# Perceptron Classifier with Implementation

## Introduction

## Perceptron Classifier

## Numpy Implementation of Perceptron Classifier

In [1]:
from __future__ import absolute_import
from __future__ import division
from __future__ import print_function

import random
import numpy as np

np.random.seed(71)

In [31]:
a = np.array([1, 2, 3])
b = np.array([1, 2, 3])
a * b

array([1, 4, 9])

In [50]:
class PerceptronClassifier(object):
    """Numpy implementation of Perceptron."""

    def __init__(self, batch_size=64, lr=0.01, n_epochs=1000):
        self.batch_size = batch_size
        self.lr = lr
        self.n_epochs = n_epochs

    def get_data(self, X_train, y_train, shuffle=True):
        """Get dataset and information."""
        self.X_train = X_train
        self.y_train = y_train

        # Get the numbers of examples and inputs.
        self.n_examples, self.n_inputs = self.X_train.shape

        if shuffle:
            idx = list(range(self.n_examples))
            random.shuffle(idx)
            self.X_train = self.X_train[idx]
            self.y_train = self.y_train[idx]

    def _create_weights(self):
        """Create model weights and bias."""
        self.w = np.zeros(self.n_inputs).reshape(self.n_inputs, 1)
        self.b = np.zeros(1).reshape(1, 1)

    def _model(self, X):
        """Perceptron linear regression model.
        
        y = sign(Xw + b), where 
        - y = 1 if Xw + b > 0
        - y = -1 if Xw + b < 0
        """
        self.weighted_sum = np.matmul(X, self.w) + self.b
        return np.sign(self.weighted_sum)

    def _loss(self, y, y_):
        """Hinge loss.

        # hinge_loss(y, y_) 
        #   = 1/n * \sum_{i=1}^n (y_i * (Xw + b)) (y_i != y__i)
        """
        self.hinge_loss = y * self.weighted_sum * self.is_mismatch
        return np.mean(self.hinge_loss)

    def _optimize(self, X, y):
        """Optimize by stochastic gradient descent."""
        m = X.shape[0]

        y_ = self._model(X)
        self.is_mismatch = np.not_equal(y, y_)
        dw = 1 / m * np.matmul(X.T, self.is_mismatch * y)
        db = np.mean(self.is_mismatch)

        for (param, grad) in zip([self.w, self.b], [dw, db]):
            param[:] = param + self.lr * grad

    def _fetch_batch(self):
        """Fetch batch dataset."""
        idx = list(range(self.n_examples))
        for i in range(0, self.n_examples, self.batch_size):
            idx_batch = idx[i:min(i + self.batch_size, self.n_examples)]
            yield (self.X_train.take(idx_batch, axis=0), 
                   self.y_train.take(idx_batch, axis=0))

    def fit(self):
        """Fit model."""
        self._create_weights()

        for epoch in range(self.n_epochs):
            total_loss = 0
            for X_train_b, y_train_b in self._fetch_batch():
                y_train_b = y_train_b.reshape((y_train_b.shape[0], -1))
                self._optimize(X_train_b, y_train_b)
                batch_loss = self._loss(y_train_b, self._model(X_train_b))
                total_loss += batch_loss * X_train_b.shape[0]

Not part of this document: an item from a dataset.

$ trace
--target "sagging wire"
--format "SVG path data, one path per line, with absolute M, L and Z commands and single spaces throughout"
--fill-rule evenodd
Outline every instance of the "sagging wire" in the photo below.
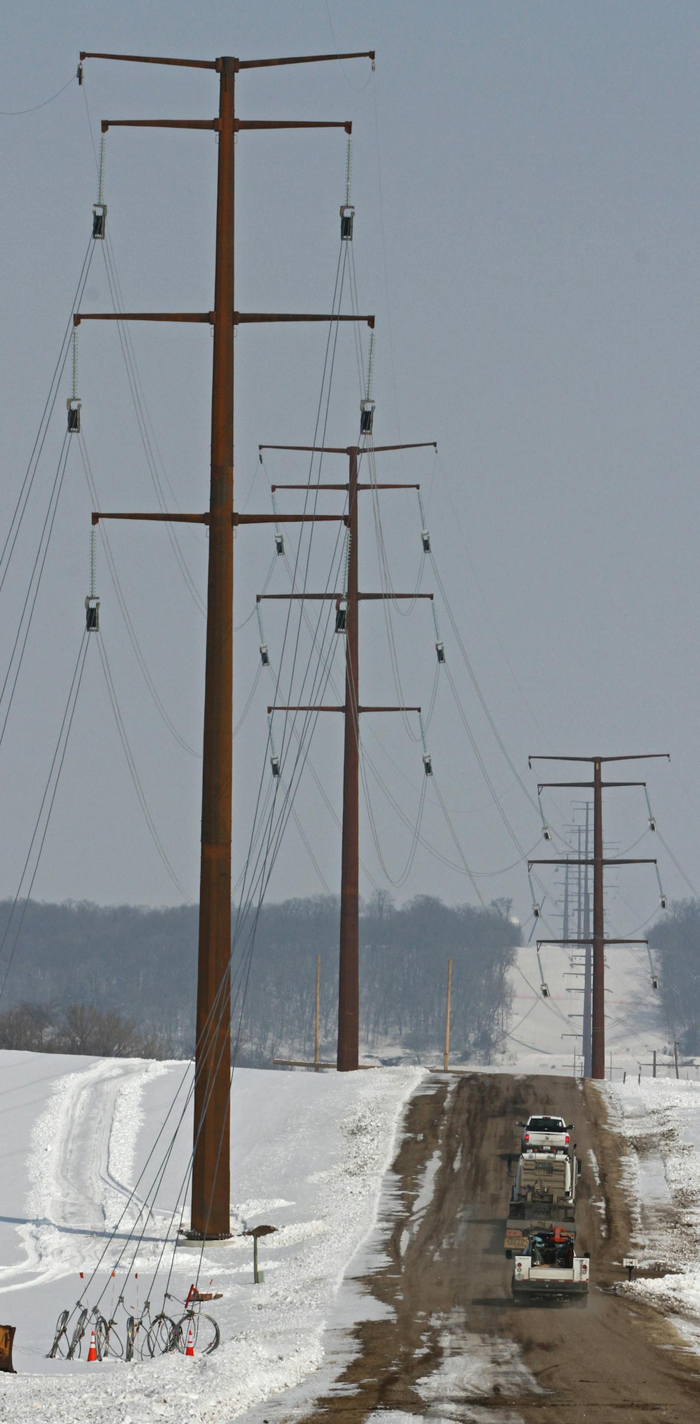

            if epoch % 100 == 0:
                print('epoch {0}: training loss {1}'
                      .format(epoch, total_loss / self.n_examples))

        return self

    def get_coeff(self):
        """Get model coefficients."""
        return self.b, self.w.reshape((-1,))

    def predict(self, X):
        """Predict for new data."""
        return self._model(X).reshape((-1,))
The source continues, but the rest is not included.